Yes, investors have to accept the loss, not the govt. A new budget carrier will arise in a few months, buy any IP they need from the liquidators for a small fee, and re-hire 50% of the old staff straight away.

Provided COVID-19 doesn't get going again next winter.

What happens if they do not "accept" the loss? It will just happen to them. They will lose cash, that's it.
When the stock get wiped out anyone holding the stock will loose their money. Those people are called investors and will loose anything they invested. They do not have a choice. They bought a stock for something, and now it is worth 0 and will never be worth anything ever again.

There are of course other options in restructuring etc, but investors can always face the possibility of loosing all the money they have invested.

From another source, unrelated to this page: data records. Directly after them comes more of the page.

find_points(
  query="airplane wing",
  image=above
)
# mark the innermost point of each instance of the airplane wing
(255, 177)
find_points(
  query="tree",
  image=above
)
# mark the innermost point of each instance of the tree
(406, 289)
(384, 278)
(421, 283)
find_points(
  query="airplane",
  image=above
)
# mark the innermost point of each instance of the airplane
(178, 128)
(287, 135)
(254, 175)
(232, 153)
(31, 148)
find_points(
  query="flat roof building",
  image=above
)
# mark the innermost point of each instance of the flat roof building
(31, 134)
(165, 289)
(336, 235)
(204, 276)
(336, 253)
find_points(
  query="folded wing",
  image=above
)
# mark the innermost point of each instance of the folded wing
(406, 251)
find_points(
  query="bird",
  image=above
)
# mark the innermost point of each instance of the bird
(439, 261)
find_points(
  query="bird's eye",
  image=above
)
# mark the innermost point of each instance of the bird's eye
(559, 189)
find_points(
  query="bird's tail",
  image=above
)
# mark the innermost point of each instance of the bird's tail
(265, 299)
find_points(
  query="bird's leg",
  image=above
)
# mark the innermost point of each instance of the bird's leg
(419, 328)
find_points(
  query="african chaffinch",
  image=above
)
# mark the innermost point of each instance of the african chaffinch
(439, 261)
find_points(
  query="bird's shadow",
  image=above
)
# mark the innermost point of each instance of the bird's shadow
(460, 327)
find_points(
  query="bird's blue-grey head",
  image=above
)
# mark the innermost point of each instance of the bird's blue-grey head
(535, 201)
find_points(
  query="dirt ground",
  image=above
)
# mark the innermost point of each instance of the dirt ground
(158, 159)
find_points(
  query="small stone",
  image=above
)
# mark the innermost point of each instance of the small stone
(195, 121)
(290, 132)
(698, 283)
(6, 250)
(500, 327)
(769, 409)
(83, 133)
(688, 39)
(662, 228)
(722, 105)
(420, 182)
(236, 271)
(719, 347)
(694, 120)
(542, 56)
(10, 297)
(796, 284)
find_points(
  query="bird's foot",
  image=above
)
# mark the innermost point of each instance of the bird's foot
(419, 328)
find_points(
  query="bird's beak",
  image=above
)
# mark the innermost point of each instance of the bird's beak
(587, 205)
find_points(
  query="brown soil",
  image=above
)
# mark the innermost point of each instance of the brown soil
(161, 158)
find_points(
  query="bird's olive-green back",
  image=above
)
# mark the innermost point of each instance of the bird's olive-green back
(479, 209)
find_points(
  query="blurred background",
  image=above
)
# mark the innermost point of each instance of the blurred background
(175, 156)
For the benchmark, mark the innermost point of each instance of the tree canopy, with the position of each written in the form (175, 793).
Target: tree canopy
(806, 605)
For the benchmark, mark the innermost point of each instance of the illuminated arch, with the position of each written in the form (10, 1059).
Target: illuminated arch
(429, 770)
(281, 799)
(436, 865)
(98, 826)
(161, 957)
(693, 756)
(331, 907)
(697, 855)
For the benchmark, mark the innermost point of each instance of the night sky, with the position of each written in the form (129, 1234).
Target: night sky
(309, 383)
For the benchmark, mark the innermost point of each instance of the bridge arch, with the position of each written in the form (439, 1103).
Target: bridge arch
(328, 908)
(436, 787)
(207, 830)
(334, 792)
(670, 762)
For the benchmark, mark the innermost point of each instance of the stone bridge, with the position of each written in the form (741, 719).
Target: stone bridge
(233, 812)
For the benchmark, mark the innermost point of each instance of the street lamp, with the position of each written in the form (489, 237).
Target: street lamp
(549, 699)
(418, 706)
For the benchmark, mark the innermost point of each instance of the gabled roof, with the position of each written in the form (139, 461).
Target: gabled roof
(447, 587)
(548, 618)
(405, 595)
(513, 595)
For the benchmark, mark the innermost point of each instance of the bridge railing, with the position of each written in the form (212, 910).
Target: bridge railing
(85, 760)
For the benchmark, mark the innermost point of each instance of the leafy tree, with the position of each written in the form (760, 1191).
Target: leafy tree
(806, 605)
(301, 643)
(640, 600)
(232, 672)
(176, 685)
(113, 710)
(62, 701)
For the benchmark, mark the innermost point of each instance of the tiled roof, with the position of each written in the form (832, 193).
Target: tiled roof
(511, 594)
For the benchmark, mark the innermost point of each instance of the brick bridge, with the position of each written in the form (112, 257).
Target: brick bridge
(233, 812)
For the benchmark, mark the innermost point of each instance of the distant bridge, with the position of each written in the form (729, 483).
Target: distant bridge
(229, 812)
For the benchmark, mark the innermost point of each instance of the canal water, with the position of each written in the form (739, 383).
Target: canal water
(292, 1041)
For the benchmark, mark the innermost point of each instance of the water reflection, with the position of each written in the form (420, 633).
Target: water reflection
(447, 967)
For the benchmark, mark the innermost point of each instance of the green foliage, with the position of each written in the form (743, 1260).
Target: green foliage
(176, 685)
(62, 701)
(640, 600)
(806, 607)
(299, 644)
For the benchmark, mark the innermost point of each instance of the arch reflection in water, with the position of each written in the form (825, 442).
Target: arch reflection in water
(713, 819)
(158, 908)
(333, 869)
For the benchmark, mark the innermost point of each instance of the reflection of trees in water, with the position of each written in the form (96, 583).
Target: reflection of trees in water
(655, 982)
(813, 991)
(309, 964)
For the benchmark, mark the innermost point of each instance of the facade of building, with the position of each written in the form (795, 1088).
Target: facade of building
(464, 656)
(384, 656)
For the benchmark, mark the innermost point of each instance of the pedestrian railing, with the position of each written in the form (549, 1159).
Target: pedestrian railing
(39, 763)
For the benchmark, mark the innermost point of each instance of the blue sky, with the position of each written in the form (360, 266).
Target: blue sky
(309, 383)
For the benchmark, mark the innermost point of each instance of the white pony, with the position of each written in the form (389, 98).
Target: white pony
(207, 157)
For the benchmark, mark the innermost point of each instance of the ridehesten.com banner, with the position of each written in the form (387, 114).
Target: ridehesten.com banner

That's exactly what i said. Some guys will just lose their money. It no way means that airlines that went bankrupt will be physically destroyed: no one will scrap the planes or machine-gun the pilots. They will all be flying again the day the demand rebounds and COVID restrictions lifted, just under new legal entities.
I am pretty sure COVID will strike again next winter.
I'd say "will still be active". Look at MERS, SARS, H1N1, ..., active for much longer than I'd imagined; AFAICT in those cases the crises left the news long before they stopped being a widescale medical issue that needed special interventions.

MERS peaked in 2014 (and 2015, 2016, ...), but there are still cases.